Untuk itu, sebagaimana dinyatakan di atas, pemahaman tentang kewajiban seseorang selaku orang tua (bapak-ibu perlu ditanam tumbuhkan untuk kemudian dilaksanakan sebagaimana patutnya. Adapun perihal kewajiban orangtua menurut Hindu antara lain diungkap dalam Nitisastra VIII.3 yang disebut Panca Vida yaiutu:

Kesatu, “Sang Ametwaken”, artinya melahirkan anak sesuai kodrat untuk meneruskan generasi umat manusia.

Kedua, “ Sang Nitya Maweh Bhinojana”, maksudnya setelah anak-anak di lahirkan orang tua wajib memeliharanya dengan memberikan makan dan minum, tentunya sesuai dengan kebutuhan gizi anak.
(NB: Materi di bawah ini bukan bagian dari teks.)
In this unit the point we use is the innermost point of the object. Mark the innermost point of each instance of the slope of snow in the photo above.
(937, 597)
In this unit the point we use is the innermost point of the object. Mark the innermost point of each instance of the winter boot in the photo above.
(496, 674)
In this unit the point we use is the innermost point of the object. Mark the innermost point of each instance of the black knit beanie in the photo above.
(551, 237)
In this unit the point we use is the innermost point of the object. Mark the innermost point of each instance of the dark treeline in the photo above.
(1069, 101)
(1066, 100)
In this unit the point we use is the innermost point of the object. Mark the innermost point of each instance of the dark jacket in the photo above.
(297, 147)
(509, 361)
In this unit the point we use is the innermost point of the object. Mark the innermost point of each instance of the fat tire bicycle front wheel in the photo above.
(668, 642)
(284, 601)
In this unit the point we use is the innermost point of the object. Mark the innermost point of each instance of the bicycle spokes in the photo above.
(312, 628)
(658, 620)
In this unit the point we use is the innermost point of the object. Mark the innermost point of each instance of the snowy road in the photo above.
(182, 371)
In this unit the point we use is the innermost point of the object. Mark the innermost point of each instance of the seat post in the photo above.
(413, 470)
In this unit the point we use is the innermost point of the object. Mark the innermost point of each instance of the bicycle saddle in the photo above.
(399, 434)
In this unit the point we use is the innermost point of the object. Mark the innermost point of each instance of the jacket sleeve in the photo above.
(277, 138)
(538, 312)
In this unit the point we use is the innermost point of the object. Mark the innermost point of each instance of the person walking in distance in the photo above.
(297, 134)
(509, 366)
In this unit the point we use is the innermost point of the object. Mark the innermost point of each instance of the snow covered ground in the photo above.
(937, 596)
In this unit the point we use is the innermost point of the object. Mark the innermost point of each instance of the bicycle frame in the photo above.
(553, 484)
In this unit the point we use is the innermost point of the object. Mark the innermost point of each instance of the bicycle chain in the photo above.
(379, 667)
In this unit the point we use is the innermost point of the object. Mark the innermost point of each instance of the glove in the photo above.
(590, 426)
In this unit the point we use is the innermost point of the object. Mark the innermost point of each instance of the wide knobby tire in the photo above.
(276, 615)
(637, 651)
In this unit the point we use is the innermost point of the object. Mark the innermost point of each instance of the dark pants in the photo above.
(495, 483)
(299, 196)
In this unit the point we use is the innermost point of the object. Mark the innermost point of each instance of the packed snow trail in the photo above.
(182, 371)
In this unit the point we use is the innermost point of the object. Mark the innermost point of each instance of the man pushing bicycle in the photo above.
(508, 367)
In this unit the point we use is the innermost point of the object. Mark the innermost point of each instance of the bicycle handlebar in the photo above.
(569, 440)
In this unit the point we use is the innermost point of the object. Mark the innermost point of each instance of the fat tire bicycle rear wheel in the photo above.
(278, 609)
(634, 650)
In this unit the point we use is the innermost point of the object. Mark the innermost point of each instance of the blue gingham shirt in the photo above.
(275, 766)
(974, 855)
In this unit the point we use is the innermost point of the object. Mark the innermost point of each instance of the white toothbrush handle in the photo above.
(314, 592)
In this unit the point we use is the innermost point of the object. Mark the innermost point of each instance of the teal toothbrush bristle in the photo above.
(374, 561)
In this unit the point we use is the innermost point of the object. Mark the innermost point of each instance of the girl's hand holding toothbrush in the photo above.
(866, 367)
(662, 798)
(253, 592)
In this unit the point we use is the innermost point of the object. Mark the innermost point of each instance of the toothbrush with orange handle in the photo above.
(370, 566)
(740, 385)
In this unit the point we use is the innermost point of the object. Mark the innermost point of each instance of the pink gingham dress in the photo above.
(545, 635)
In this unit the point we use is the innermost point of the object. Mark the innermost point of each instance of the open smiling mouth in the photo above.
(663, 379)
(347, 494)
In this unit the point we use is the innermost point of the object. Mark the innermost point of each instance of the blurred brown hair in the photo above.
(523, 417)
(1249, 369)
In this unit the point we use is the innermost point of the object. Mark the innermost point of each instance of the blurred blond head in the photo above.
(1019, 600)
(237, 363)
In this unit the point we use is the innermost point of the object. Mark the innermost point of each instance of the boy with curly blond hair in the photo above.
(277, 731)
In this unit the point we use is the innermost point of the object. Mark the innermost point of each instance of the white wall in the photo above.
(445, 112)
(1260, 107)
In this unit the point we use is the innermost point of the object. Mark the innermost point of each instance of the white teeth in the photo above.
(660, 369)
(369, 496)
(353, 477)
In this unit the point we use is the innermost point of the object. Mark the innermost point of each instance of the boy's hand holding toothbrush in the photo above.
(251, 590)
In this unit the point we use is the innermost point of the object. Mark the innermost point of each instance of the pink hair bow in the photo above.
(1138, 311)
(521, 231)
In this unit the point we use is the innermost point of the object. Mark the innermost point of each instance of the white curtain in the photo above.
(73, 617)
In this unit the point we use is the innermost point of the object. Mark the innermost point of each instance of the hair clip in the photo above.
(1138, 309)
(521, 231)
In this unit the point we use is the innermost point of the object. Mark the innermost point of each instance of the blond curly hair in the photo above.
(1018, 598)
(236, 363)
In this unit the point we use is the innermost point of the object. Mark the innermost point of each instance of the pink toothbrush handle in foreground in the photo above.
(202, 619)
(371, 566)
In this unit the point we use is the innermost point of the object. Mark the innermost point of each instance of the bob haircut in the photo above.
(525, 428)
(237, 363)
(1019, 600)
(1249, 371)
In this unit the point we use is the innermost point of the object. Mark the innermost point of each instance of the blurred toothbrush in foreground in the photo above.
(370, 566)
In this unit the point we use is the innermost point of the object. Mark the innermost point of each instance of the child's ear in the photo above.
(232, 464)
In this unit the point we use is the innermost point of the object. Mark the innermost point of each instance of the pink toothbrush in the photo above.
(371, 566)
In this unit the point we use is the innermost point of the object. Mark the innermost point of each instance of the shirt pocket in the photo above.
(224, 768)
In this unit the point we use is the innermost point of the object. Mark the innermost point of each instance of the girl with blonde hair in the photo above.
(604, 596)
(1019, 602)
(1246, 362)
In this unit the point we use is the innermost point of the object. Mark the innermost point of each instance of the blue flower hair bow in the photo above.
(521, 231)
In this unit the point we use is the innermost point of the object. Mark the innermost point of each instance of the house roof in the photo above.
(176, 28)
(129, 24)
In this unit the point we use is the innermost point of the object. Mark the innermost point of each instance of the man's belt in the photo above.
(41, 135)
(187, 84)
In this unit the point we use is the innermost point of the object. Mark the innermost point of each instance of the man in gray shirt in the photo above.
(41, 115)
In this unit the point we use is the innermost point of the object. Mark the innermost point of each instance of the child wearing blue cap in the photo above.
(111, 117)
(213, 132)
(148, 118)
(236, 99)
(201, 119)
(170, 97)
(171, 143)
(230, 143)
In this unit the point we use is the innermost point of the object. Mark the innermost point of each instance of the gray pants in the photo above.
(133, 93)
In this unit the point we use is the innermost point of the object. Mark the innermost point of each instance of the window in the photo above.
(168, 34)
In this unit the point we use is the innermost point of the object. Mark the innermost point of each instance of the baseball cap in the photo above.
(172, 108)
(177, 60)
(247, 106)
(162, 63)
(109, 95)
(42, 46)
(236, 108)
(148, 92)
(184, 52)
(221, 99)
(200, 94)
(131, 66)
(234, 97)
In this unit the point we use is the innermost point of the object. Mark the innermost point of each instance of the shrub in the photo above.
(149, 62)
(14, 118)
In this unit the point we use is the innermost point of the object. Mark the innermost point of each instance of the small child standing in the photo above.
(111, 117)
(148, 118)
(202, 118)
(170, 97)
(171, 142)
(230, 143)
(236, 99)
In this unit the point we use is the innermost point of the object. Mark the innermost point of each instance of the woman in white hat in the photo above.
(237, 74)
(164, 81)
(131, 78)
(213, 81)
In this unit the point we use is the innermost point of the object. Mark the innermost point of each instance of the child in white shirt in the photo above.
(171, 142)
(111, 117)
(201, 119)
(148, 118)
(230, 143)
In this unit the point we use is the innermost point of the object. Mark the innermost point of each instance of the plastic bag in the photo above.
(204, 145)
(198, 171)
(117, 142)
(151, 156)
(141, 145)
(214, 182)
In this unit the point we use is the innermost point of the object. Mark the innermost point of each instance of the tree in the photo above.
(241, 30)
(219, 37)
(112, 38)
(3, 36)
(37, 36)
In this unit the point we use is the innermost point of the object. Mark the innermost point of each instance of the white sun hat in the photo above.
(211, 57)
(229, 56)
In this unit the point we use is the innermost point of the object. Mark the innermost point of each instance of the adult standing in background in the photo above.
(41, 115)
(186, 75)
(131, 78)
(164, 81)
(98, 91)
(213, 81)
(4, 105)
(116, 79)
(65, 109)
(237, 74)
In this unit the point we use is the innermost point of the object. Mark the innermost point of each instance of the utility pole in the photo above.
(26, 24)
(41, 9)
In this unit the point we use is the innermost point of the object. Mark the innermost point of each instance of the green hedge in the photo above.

Ketiga, “Sang Mangu Padyaya”, artinya setelah anak diberikan cukup makan dan minum yang hakikatnya menumbuhkembangkan fisiknya, maka kemampuan akal, nalar atau otaknya perlu ditumbuh-cerdaskan yaitu dengan memberikan kesempatan untuk mengenyam pendidikan sampai batas kemampuan orangtua menyekolahkannya.

Keempat, “Sang anyangaskara”, merupakan kewajiban yang berhubungan dengan pemenuhan nonfisik anak yaitu pembinaan mental-spritualnya dengan cara mengkodisikan anak untuk selalu berada dalam nuansa hidup yang religius. Misalnya sesuai dengan tahapan perkembangan anak, selalu dibuatkan upacara ritual atas diri anak seperti “Nelubulanin”, “Ngotonin”, “Menek Kelih”, “Mepades”, dan seterusnya. Selain itu sejak dini sang anak dibuat untuk senantiasa berpijak pada ajaran agama, tentunya sebelumnya kepada sang anak diberikan “Piteket” dan “Pitutur Rahayu” yang bisa dijadikan sebagai “sesuluh” dalm hidupnya.

Dan yang Kelia, “Sang Matulung Urip Rikalaning Baya”, artinya sebagai orang tua harus siap memberikan jaminan keamanan kepada sang anak sehingga si anak selalu merasa tentram, tenang dan damai yang merupakan modal bagi pengembangan jiwa dan mental anak yang positif dan konstruktif.

Demikian dengan ringkas dapat disampaikan mengenai kewajiban orangtua kepada anak-anaknya yang tentunya memerlukan kesadaran tinggi untuk melaksanakannya.